0

I have a program which fetches an xml sheet from a url. There is a lot of data on this xml, as a result I can only see 2500 'profiles' if you will at a time.

In these xml profiles, i require the program to pull out each users ID number which is a 8 digit code. I also require the program to pull out the url to the next 2500 profiles which i did by using the endswith() function.

My problem is in the last page of data there is no link to match with and i require the loop to stop while also pulling the final set of ID's

Here is what i have so far:

myURL = 'blah'

while myUrl is not '':
    info = request.get(myUrl)

Convert it to a list of strings

    end_of_new_link = "thingy"
    for link in list
        if link.endswith(end_of_new_link)
            myUrl = link

I format the link so i can use it on the next iteration of the while loop

     elif link.startswith(IDNUMBER)
          listIDs.append(link)

Is there a way i can set the variable myUrl to empty string to exit the while loop or is my logic all wrong here

johnfk3
  • 469
  • 2
  • 5
  • 15

1 Answers1

1

I think the simplest way is to have two variables instead of one.

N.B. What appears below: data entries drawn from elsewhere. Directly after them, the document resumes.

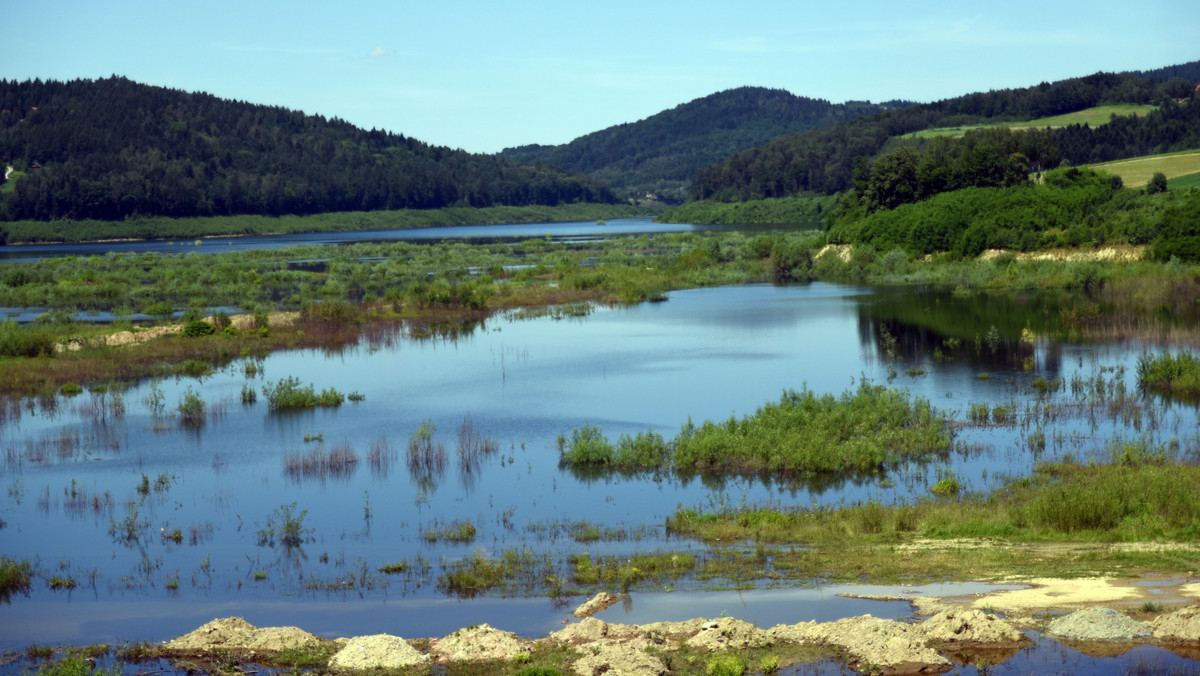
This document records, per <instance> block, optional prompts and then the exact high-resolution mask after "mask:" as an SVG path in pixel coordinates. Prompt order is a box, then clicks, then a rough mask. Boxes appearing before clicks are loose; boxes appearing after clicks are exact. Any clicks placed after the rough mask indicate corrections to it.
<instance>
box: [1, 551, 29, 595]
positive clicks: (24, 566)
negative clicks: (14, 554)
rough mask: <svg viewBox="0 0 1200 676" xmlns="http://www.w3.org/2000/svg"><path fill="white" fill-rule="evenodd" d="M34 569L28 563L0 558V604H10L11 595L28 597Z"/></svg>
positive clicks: (8, 558)
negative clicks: (8, 603) (0, 603)
mask: <svg viewBox="0 0 1200 676" xmlns="http://www.w3.org/2000/svg"><path fill="white" fill-rule="evenodd" d="M32 578H34V567H32V566H31V564H30V563H29V561H25V560H22V561H17V560H14V558H10V557H7V556H0V602H4V603H10V598H11V597H12V594H13V593H20V594H25V596H29V587H30V582H31V580H32Z"/></svg>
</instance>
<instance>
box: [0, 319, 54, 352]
mask: <svg viewBox="0 0 1200 676" xmlns="http://www.w3.org/2000/svg"><path fill="white" fill-rule="evenodd" d="M54 345H55V343H54V336H53V335H52V334H50V333H48V331H46V330H43V329H41V327H22V325H19V324H17V322H13V321H12V319H6V321H4V322H2V323H0V357H54V353H55V347H54Z"/></svg>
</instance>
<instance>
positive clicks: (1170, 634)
mask: <svg viewBox="0 0 1200 676" xmlns="http://www.w3.org/2000/svg"><path fill="white" fill-rule="evenodd" d="M1150 628H1151V632H1153V634H1154V638H1156V639H1158V640H1160V641H1169V642H1200V605H1189V606H1187V608H1181V609H1180V610H1176V611H1175V612H1169V614H1166V615H1160V616H1158V617H1156V618H1154V621H1153V622H1151V624H1150Z"/></svg>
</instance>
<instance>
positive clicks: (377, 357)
mask: <svg viewBox="0 0 1200 676" xmlns="http://www.w3.org/2000/svg"><path fill="white" fill-rule="evenodd" d="M914 295H916V298H904V294H899V293H896V292H895V291H890V289H884V291H881V292H876V291H874V289H868V288H860V287H847V286H839V285H826V283H814V285H809V286H798V287H769V286H749V287H732V288H712V289H697V291H689V292H677V293H672V294H671V299H670V300H668V301H667V303H661V304H646V305H638V306H632V307H589V309H587V311H581V310H580V309H572V310H570V311H564V312H562V313H559V315H554V313H546V315H545V316H535V317H530V318H518V317H517V315H516V313H514V315H509V316H497V317H491V318H486V319H485V318H481V317H468V318H466V319H464V321H462V322H455V323H449V324H446V325H443V327H434V328H432V329H430V330H427V331H422V333H420V334H414V331H412V330H410V328H409V327H407V325H406V324H403V323H394V324H388V325H377V327H372V329H371V331H370V333H368V335H366V336H365V337H362V339H361V340H355V341H348V342H346V343H344V345H343V346H342V347H338V348H335V349H323V348H320V349H296V351H290V352H281V353H276V354H271V355H270V357H266V358H241V357H238V355H233V357H232V358H230V359H232V360H233V361H230V364H229V366H223V367H221V369H220V370H218V371H217V372H215V373H212V375H211V376H208V377H205V378H204V379H203V381H198V379H193V378H187V377H181V378H178V379H176V378H168V379H164V381H161V382H158V383H143V384H139V385H137V387H133V388H131V389H130V390H127V391H125V393H122V394H121V396H120V397H118V396H116V395H115V394H114V393H112V391H109V393H86V394H83V395H79V396H77V397H74V399H54V397H50V399H43V400H26V401H25V402H22V403H19V405H17V403H13V402H7V403H5V405H4V406H0V423H2V424H0V447H2V449H4V453H5V465H4V474H2V475H0V481H2V484H4V489H5V490H4V491H0V514H2V518H4V520H5V521H6V522H7V524H8V526H7V527H5V528H2V530H0V544H2V545H4V550H5V552H6V555H8V556H18V557H37V560H38V561H42V562H52V563H47V567H48V568H49V567H53V566H54V564H56V563H58V562H65V563H66V566H67V567H68V569H70V570H71V572H72V573H73V574H74V576H76V578H77V579H78V580H80V581H82V580H84V579H89V578H90V575H91V574H90V572H92V570H95V572H97V573H96V587H95V591H92V588H91V587H88V594H90V596H91V597H94V600H86V599H80V598H79V596H80V594H76V596H74V597H73V598H72V600H71V603H72V609H71V610H72V612H80V614H83V615H84V616H88V617H97V616H102V615H103V614H104V611H106V609H107V608H108V605H109V604H110V603H112V602H113V600H114V599H128V600H131V602H136V603H137V604H138V605H139V606H142V608H143V609H145V610H140V611H133V610H130V609H127V608H126V609H122V610H121V612H122V614H124V617H125V618H124V620H122V623H121V624H120V626H121V627H122V629H124V630H125V632H126V634H125V636H124V638H142V636H146V638H151V636H157V634H155V632H158V630H161V629H160V628H158V626H156V624H155V621H154V618H152V617H150V614H151V612H152V610H151V609H156V608H160V606H157V605H156V603H157V602H158V600H160V599H161V597H163V596H166V590H167V587H166V585H167V582H168V579H170V580H175V581H176V596H172V597H170V598H169V602H170V604H174V609H173V610H172V615H174V616H185V615H186V616H187V617H188V618H191V617H192V616H193V615H196V614H197V612H199V614H202V615H204V617H203V620H202V621H199V622H196V623H194V624H191V626H187V627H181V629H182V630H180V632H179V633H182V632H186V630H191V629H192V628H194V626H198V624H200V623H203V621H206V620H211V617H212V616H214V615H212V614H214V612H215V611H214V610H209V609H210V608H211V606H212V605H215V604H229V606H230V608H236V609H241V608H250V609H253V608H262V606H263V605H269V604H282V605H284V606H287V608H288V609H290V610H286V611H280V612H282V615H284V616H287V622H283V623H286V624H293V623H298V622H300V620H299V618H295V617H294V616H293V614H296V612H299V609H298V606H300V604H298V603H296V599H304V600H305V603H314V602H313V600H312V599H313V598H314V597H325V598H335V597H336V598H337V599H340V600H338V603H342V604H344V605H340V606H338V608H340V609H341V611H340V612H343V614H347V615H354V616H358V615H364V616H370V617H371V618H372V620H371V621H365V620H355V622H360V623H378V622H382V621H384V620H388V621H391V620H392V618H394V617H395V616H396V615H398V614H401V611H397V610H396V608H397V604H398V602H400V599H403V602H404V603H406V604H409V605H406V606H404V608H415V606H418V605H420V604H424V603H431V604H432V606H437V608H444V609H446V610H443V611H440V612H443V615H444V616H439V617H437V618H432V620H430V618H422V620H430V622H433V621H434V620H436V622H437V623H451V622H454V623H456V624H455V626H452V627H448V630H452V629H455V628H457V627H460V626H462V624H464V623H473V622H479V621H486V620H487V616H486V612H484V610H482V609H485V608H490V605H488V604H490V600H488V599H474V600H472V602H470V604H469V605H455V604H443V605H438V604H437V603H434V602H436V599H434V598H433V597H437V596H438V592H437V586H438V580H439V578H440V576H443V575H445V573H446V572H448V570H452V566H455V564H456V562H461V561H464V560H466V558H467V557H472V556H474V555H475V552H476V551H478V552H480V555H481V556H487V557H493V558H494V557H499V556H503V554H504V552H505V551H509V550H512V551H516V552H521V551H523V550H524V549H526V548H529V549H530V550H532V551H534V552H536V554H539V555H546V556H550V557H551V560H552V566H553V567H554V568H553V572H552V574H554V575H558V576H563V578H564V579H566V578H568V576H569V575H570V567H569V563H566V562H569V557H570V556H572V555H575V554H581V552H592V554H594V555H595V556H600V555H601V554H611V555H613V556H631V555H634V554H643V552H654V551H656V550H661V549H667V548H670V549H678V548H684V549H690V550H691V551H694V552H696V555H697V556H702V555H703V552H704V551H707V548H706V546H704V545H702V544H697V543H691V542H678V540H668V539H667V536H666V534H665V533H664V532H662V528H660V527H658V526H659V525H661V524H664V522H665V520H666V518H667V516H668V515H671V514H673V512H674V510H676V508H677V507H679V505H685V507H692V505H700V507H704V508H710V507H714V505H727V507H736V505H740V504H746V505H780V507H797V508H811V507H814V505H816V507H817V508H827V507H828V508H835V507H838V505H842V504H854V503H860V502H866V501H871V499H874V501H877V502H881V503H889V502H893V501H912V499H917V498H919V497H923V496H925V495H928V491H929V486H930V485H931V484H932V483H934V481H936V480H937V478H938V477H940V474H938V473H940V472H947V471H948V472H953V473H954V475H955V477H958V478H959V480H960V481H961V483H962V484H964V489H965V490H988V489H990V487H994V486H996V485H1000V483H1002V481H1003V477H1004V475H1006V474H1007V475H1021V474H1025V473H1027V472H1030V471H1031V468H1032V467H1033V465H1034V463H1036V462H1037V461H1039V460H1054V459H1061V457H1063V456H1067V455H1074V456H1075V457H1080V459H1086V457H1090V456H1096V457H1100V459H1102V460H1103V457H1104V455H1103V453H1104V450H1105V448H1106V445H1108V444H1109V443H1110V442H1111V441H1112V439H1117V438H1126V437H1139V436H1140V435H1142V433H1146V435H1150V437H1148V442H1150V443H1153V444H1158V443H1165V442H1166V441H1168V439H1170V438H1171V437H1177V438H1178V439H1180V442H1178V443H1180V447H1181V448H1180V451H1181V453H1194V451H1195V450H1196V449H1195V444H1196V442H1193V441H1189V439H1192V438H1193V437H1195V431H1194V430H1195V429H1196V412H1195V408H1194V407H1190V406H1174V405H1172V406H1163V405H1160V403H1158V402H1157V401H1156V400H1152V399H1142V397H1141V396H1139V395H1138V393H1136V389H1135V387H1134V385H1133V378H1134V373H1133V369H1132V366H1130V365H1132V364H1133V363H1134V361H1135V360H1136V357H1138V354H1140V351H1141V346H1140V345H1138V343H1133V345H1128V343H1075V342H1070V341H1067V340H1063V339H1062V331H1060V330H1058V329H1056V327H1055V319H1054V316H1055V315H1054V301H1052V300H1045V301H1039V300H1037V299H1025V300H1021V301H1010V303H1008V304H1002V303H996V301H995V300H994V299H990V298H976V299H968V298H961V297H953V295H946V294H936V293H930V294H914ZM564 319H565V321H564ZM992 327H995V334H994V336H990V334H991V333H992V331H991V328H992ZM1027 328H1028V329H1030V331H1031V333H1033V334H1034V335H1036V341H1033V342H1030V341H1028V340H1025V341H1022V331H1024V330H1025V329H1027ZM887 335H890V336H892V339H893V342H888V341H886V340H884V336H887ZM977 336H978V340H977ZM950 341H958V342H950ZM893 343H894V346H895V347H894V351H895V359H883V358H882V357H883V355H887V348H888V346H890V345H893ZM1031 358H1032V361H1031V360H1030V359H1031ZM913 366H920V367H923V369H924V372H923V373H916V372H913V373H912V375H910V372H908V370H910V369H911V367H913ZM980 373H985V375H986V376H988V377H986V378H980ZM289 376H296V377H300V378H301V381H302V382H305V383H313V384H314V387H316V388H317V389H318V390H320V389H324V388H336V389H337V390H340V391H355V390H358V391H361V393H362V394H364V395H365V399H364V400H362V401H359V402H353V403H350V402H347V403H346V405H343V406H341V407H338V408H320V409H308V411H302V412H296V413H288V414H277V413H271V412H269V411H268V409H266V406H265V403H264V402H262V401H259V402H257V403H248V405H238V403H234V405H232V406H227V408H226V409H224V412H223V414H222V415H220V417H217V418H214V419H211V420H209V421H208V423H206V424H205V425H204V427H203V430H202V431H200V432H191V431H186V430H180V429H178V426H175V425H170V424H168V425H160V423H161V421H162V415H158V414H156V413H155V412H154V411H152V409H151V407H150V405H149V403H148V395H150V394H151V391H152V388H155V387H157V388H160V389H161V396H162V401H166V402H174V401H179V399H180V397H181V395H182V394H184V393H185V391H186V390H187V388H190V387H191V388H194V389H196V390H197V391H198V393H199V394H200V395H202V396H203V399H204V400H205V401H206V402H208V403H209V405H210V406H214V407H220V406H222V402H229V401H233V402H238V401H240V393H241V390H242V388H244V387H246V385H250V387H253V388H256V389H257V388H258V387H259V384H260V383H263V382H269V381H278V379H281V378H284V377H289ZM864 377H865V378H868V379H870V381H872V382H877V383H880V382H886V381H887V379H888V378H892V381H893V384H894V387H898V388H902V389H907V390H910V391H911V393H912V394H913V395H916V396H920V397H925V399H928V400H930V401H931V402H934V405H935V406H937V407H940V408H944V409H947V411H948V412H950V414H952V415H954V417H955V418H956V419H958V420H959V421H960V424H959V425H958V427H956V442H958V443H956V445H955V450H954V453H953V454H950V455H949V456H948V457H946V459H942V460H940V461H938V462H936V463H934V465H930V466H905V467H900V468H899V469H896V471H895V472H892V473H890V474H887V475H865V477H852V475H835V474H823V475H818V477H769V475H766V477H760V475H752V477H712V475H674V474H667V473H632V474H622V473H604V474H598V473H594V472H587V471H577V469H571V471H562V469H559V466H558V451H557V448H556V443H554V442H556V438H557V436H558V435H559V433H563V432H569V431H570V430H572V429H575V427H577V426H580V425H583V424H586V423H590V424H594V425H598V426H600V427H602V430H604V432H605V433H606V435H607V436H608V437H610V438H616V437H618V436H619V435H622V433H629V435H636V433H638V432H643V431H646V430H653V431H656V432H659V433H661V435H664V436H665V437H667V438H670V437H671V436H673V435H674V433H676V432H677V431H678V430H679V429H680V426H682V425H684V424H685V421H686V420H688V419H689V418H691V419H694V420H696V421H697V423H698V421H702V420H706V419H710V420H726V419H728V418H730V417H731V415H732V417H742V415H746V414H750V413H752V412H754V411H755V409H757V408H758V407H760V406H762V405H763V403H766V402H770V401H776V400H778V399H779V396H780V393H781V391H782V390H785V389H797V388H802V387H805V385H806V387H808V388H809V389H811V390H814V391H815V393H832V394H839V393H842V391H845V390H846V389H847V388H851V387H853V385H854V384H856V383H858V382H860V379H862V378H864ZM1039 382H1040V383H1043V387H1044V390H1042V391H1039V390H1038V389H1037V388H1038V383H1039ZM151 399H152V397H151ZM118 402H119V403H120V406H119V405H118ZM983 407H986V418H984V417H983V415H982V414H980V412H982V409H983ZM997 409H1000V413H998V414H997ZM972 412H974V415H976V417H974V418H973V417H972ZM422 430H424V431H422ZM306 437H313V438H316V437H319V441H307V442H306V441H305V438H306ZM1139 438H1140V437H1139ZM414 442H415V443H414ZM337 449H340V450H337ZM335 450H337V453H336V454H335ZM397 463H400V465H398V466H397ZM364 465H365V466H366V469H362V467H361V466H364ZM163 474H166V475H167V477H174V479H172V480H169V483H167V484H166V485H164V486H163V489H162V490H161V491H157V492H156V490H155V484H156V479H157V478H158V477H161V475H163ZM143 475H145V477H146V479H148V481H149V487H150V490H149V492H148V495H144V496H143V495H142V493H140V492H139V490H138V489H139V487H140V484H142V477H143ZM72 481H74V483H72ZM292 503H295V512H294V514H300V513H304V518H302V520H301V524H300V525H299V528H300V530H301V531H308V530H311V538H312V539H311V540H308V542H304V543H301V545H302V548H301V549H300V550H295V551H292V552H288V551H287V550H284V549H281V548H280V546H278V545H277V546H275V548H268V546H265V545H264V546H260V545H259V544H258V538H257V534H258V532H259V531H263V530H265V528H269V527H272V526H271V519H272V518H274V515H276V513H277V510H278V509H280V508H281V505H288V504H292ZM434 519H437V520H438V521H440V522H446V524H450V522H455V521H466V520H469V521H470V522H473V524H474V526H475V527H476V528H478V531H479V532H478V534H476V536H475V537H474V539H473V540H472V542H469V543H445V542H433V543H430V542H427V540H426V539H425V538H422V537H421V528H422V526H425V525H427V524H428V522H431V521H432V520H434ZM581 522H587V526H577V525H578V524H581ZM126 524H127V525H128V528H126V527H125V526H126ZM113 526H116V528H112V532H110V527H113ZM539 526H544V527H541V528H539ZM593 527H594V528H595V531H596V532H598V533H600V534H601V536H600V537H599V538H593V537H592V536H590V532H592V528H593ZM572 528H577V530H575V531H572ZM176 530H178V531H179V532H180V534H181V542H176V540H175V539H174V538H173V537H168V538H164V537H163V533H166V534H169V536H173V534H174V533H175V531H176ZM616 530H622V531H623V532H625V533H629V537H625V538H619V537H616V536H613V537H608V534H606V533H614V532H616ZM125 533H130V534H131V537H130V538H125ZM634 533H636V537H635V534H634ZM398 562H404V563H406V573H402V574H386V573H382V572H379V570H378V569H379V568H382V567H384V566H385V564H388V563H398ZM443 562H444V564H443ZM259 570H262V572H264V573H265V578H264V579H262V580H258V579H256V575H257V573H258V572H259ZM47 572H49V570H48V569H47ZM540 579H544V578H539V580H540ZM360 598H361V599H365V600H362V602H361V604H360V605H354V604H346V603H344V600H354V602H355V603H359V602H358V599H360ZM680 598H688V597H680ZM342 599H344V600H342ZM65 602H66V598H65V596H62V594H56V593H55V592H52V591H50V590H47V588H44V587H42V586H40V587H37V588H34V590H31V592H30V598H29V599H23V598H14V599H13V603H14V604H19V605H20V606H22V608H20V610H22V611H32V609H38V610H37V612H42V614H46V612H49V611H47V610H46V609H47V608H50V609H52V610H53V611H54V612H59V614H61V611H62V606H61V604H62V603H65ZM89 603H90V604H95V605H86V604H89ZM539 603H540V605H539V608H542V606H544V605H545V600H541V602H539ZM635 606H636V604H635ZM421 608H424V606H421ZM197 609H204V610H197ZM227 610H229V611H228V612H227V614H228V615H241V611H240V610H232V609H227ZM476 611H479V612H476ZM138 612H142V614H144V616H143V618H142V621H140V623H138V621H136V620H132V618H130V616H131V615H137V614H138ZM539 612H541V614H544V612H542V611H539ZM468 615H469V616H470V618H469V621H467V622H462V618H463V617H464V616H468ZM534 615H538V614H534ZM14 617H16V614H8V615H5V616H0V635H2V636H6V638H4V639H0V645H2V646H5V647H19V646H18V645H17V644H13V645H11V646H10V644H11V642H12V641H24V645H28V642H29V635H28V634H26V633H23V632H24V629H23V628H22V627H17V626H18V624H20V623H19V622H18V621H17V620H14ZM305 620H312V621H316V622H317V623H318V624H319V623H320V618H319V617H318V618H313V617H311V616H306V617H305ZM544 620H545V618H544ZM558 620H559V618H557V617H556V618H552V620H545V622H546V623H553V622H557V621H558ZM252 621H253V620H252ZM793 621H794V620H793ZM539 622H542V620H539V621H538V622H533V621H530V623H529V624H522V626H505V628H508V629H515V630H520V632H535V630H540V629H539V628H540V627H541V624H540V623H539ZM256 623H262V622H256ZM428 626H430V624H428V622H425V623H421V624H418V626H416V627H419V628H420V633H421V634H424V633H428V632H431V629H428ZM438 626H440V624H438ZM306 628H307V627H306ZM410 628H412V627H410ZM64 632H65V630H64ZM95 632H96V633H95V634H94V638H89V639H85V640H84V642H89V641H92V640H104V639H101V638H100V634H102V633H103V632H102V630H100V629H96V630H95ZM409 633H410V634H412V635H416V634H415V633H414V632H409ZM7 636H11V638H7ZM60 636H61V640H77V639H76V638H72V636H74V634H72V635H67V634H66V633H64V634H61V635H56V634H53V632H52V633H48V634H41V635H37V636H36V640H38V642H48V641H58V640H60ZM157 638H169V635H164V636H157ZM6 641H7V642H6ZM1013 659H1020V657H1019V656H1018V657H1016V658H1013Z"/></svg>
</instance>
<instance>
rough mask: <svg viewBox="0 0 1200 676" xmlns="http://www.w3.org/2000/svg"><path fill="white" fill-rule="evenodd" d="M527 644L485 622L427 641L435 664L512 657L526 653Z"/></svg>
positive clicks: (430, 653) (528, 648)
mask: <svg viewBox="0 0 1200 676" xmlns="http://www.w3.org/2000/svg"><path fill="white" fill-rule="evenodd" d="M528 652H529V645H528V642H527V641H522V640H521V639H518V638H517V635H516V634H514V633H512V632H502V630H499V629H496V628H493V627H490V626H487V624H475V626H472V627H467V628H466V629H458V630H457V632H455V633H454V634H450V635H449V636H444V638H442V639H433V640H432V641H430V656H431V657H432V658H433V659H434V660H436V662H439V663H443V664H445V663H448V662H481V660H486V659H505V660H508V659H512V658H514V657H516V656H517V654H520V653H528Z"/></svg>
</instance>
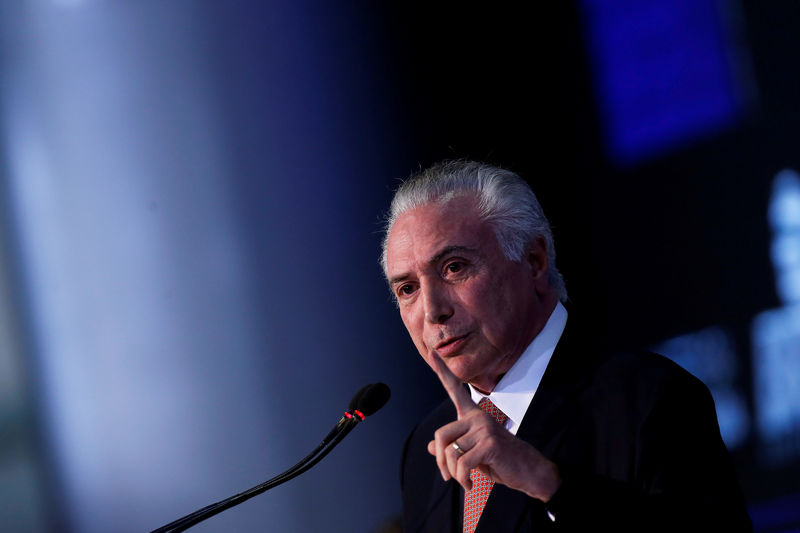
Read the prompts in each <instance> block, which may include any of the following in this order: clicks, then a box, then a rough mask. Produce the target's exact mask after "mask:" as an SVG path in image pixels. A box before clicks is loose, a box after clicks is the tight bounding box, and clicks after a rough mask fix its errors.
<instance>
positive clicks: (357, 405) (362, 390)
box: [347, 383, 372, 413]
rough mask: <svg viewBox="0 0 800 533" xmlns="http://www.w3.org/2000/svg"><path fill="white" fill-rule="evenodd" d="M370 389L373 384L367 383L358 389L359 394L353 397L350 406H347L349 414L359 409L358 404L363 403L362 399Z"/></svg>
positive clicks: (356, 394)
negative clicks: (360, 401)
mask: <svg viewBox="0 0 800 533" xmlns="http://www.w3.org/2000/svg"><path fill="white" fill-rule="evenodd" d="M370 387H372V383H367V384H366V385H364V386H363V387H361V388H360V389H358V392H357V393H355V394H354V395H353V399H352V400H350V404H349V405H348V406H347V411H348V412H351V413H352V412H353V411H354V410H356V409H358V402H360V401H361V397H362V396H364V393H365V392H366V391H367V389H368V388H370Z"/></svg>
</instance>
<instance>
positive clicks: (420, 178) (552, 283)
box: [381, 160, 567, 301]
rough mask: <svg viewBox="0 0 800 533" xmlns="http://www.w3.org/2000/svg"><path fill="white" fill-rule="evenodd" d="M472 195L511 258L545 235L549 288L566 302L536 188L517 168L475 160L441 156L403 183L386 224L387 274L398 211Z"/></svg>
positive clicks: (393, 205) (484, 218) (385, 258)
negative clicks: (391, 231) (448, 159)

lastUrl, nextUrl = None, 'blah'

while nextUrl != lastUrl:
    # url gets consumed and becomes "old"
    info, lastUrl = request.get(nextUrl), nextUrl

Later on...

end_of_new_link = "thingy"
for link in list
    if link.endswith(end_of_new_link)
        nextUrl = link # now it's different so the loop will continue

Of course, you could make this unnecessarily abstract if you wanted to and have a wrapper object that marks if its encapsulated data has changed (or simply has been set) since the last read.

Shashank
  • 13,713
  • 5
  • 37
  • 63